Opportunity: At the end of “The Breakfast Club”, Anthony
Michael Hall’s character reads the letter he wrote in response to a prompt very
similar to this one; “Who are you?” The answer
he gives is brilliant:
“Dear Mr. Vernon, we accept the fact that we had to
sacrifice a whole Saturday in detention for whatever it was that we did wrong.
What we did WAS wrong. But we think you're crazy to make us write this essay
telling you who we think we are. What do you care? You see us as you want to
see us... in the simplest terms and the most convenient definitions. You see us
as a brain, an athlete, a basket case, a princess and a criminal. Correct?
That's the way we saw each other at seven o'clock this morning. We were
brainwashed. But what we found out is that each one of us is a brain, and an
athlete, and a basket case, a princess, and a criminal. Does that answer your
question?
Sincerely yours, the Breakfast Club.”
Sincerely yours, the Breakfast Club.”
The opportunity with this prompt is for students to
demonstrate how they have been able to move beyond the situations or circumstances
which sought to define them to become something unexpected.
Overall, I feel that these new questions are challenging and
require a higher level of eloquence and self-knowledge than in the past. It will be tricky for students to answer
these questions from a unique perspective as there are any number of stock answers
admissions reps are expecting (and dare I say dreading).
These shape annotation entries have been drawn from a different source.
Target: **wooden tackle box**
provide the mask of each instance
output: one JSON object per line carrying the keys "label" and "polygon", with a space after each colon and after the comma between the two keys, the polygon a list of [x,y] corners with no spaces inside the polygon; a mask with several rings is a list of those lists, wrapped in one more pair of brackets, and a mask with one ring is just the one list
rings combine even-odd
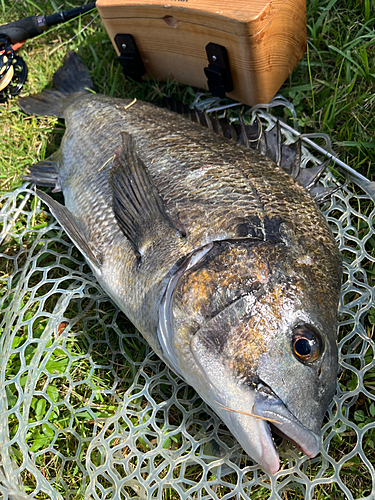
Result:
{"label": "wooden tackle box", "polygon": [[172,77],[207,89],[208,75],[214,89],[222,83],[228,97],[249,105],[269,102],[306,49],[305,0],[97,0],[96,5],[135,78],[145,71],[157,80]]}

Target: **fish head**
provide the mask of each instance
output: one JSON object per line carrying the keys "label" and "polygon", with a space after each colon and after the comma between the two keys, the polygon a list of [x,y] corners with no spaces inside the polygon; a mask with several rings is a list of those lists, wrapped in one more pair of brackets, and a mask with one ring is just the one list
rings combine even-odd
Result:
{"label": "fish head", "polygon": [[338,252],[326,254],[328,277],[321,253],[217,242],[171,294],[169,360],[270,473],[279,469],[271,426],[315,456],[335,393],[341,275]]}

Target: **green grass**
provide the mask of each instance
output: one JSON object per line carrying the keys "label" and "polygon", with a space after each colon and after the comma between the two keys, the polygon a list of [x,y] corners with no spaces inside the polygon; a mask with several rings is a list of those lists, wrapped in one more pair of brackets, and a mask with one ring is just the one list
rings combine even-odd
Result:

I love that the instructions guide students
to the question that “helps you
distinguish yourself in your own voice”.
That is the question the BEST question to answer; and the reason my
summer workshop is called “Distinguish Yourself on the Common App”!
Citations:
"Https://www.commonapp.org/CommonApp/Docs/DownloadForms/2013/EssayAnnouncementFinal.pdf."
The Common Application For Undergraduate College Admission. The Common
Application, 05 Feb. 2013. Web. 05 May 2013.
Hughes, John,
dir. The Breakfast Club. Universal Studios. Hollywood, CA, 1985. Motion
Picture. Screen Play.
Proctor, Pam. The
College Hook: Packaging Yourself to Win the College Admissions Game. New
York, NY: Hachette Book Group USA, 2007. Print.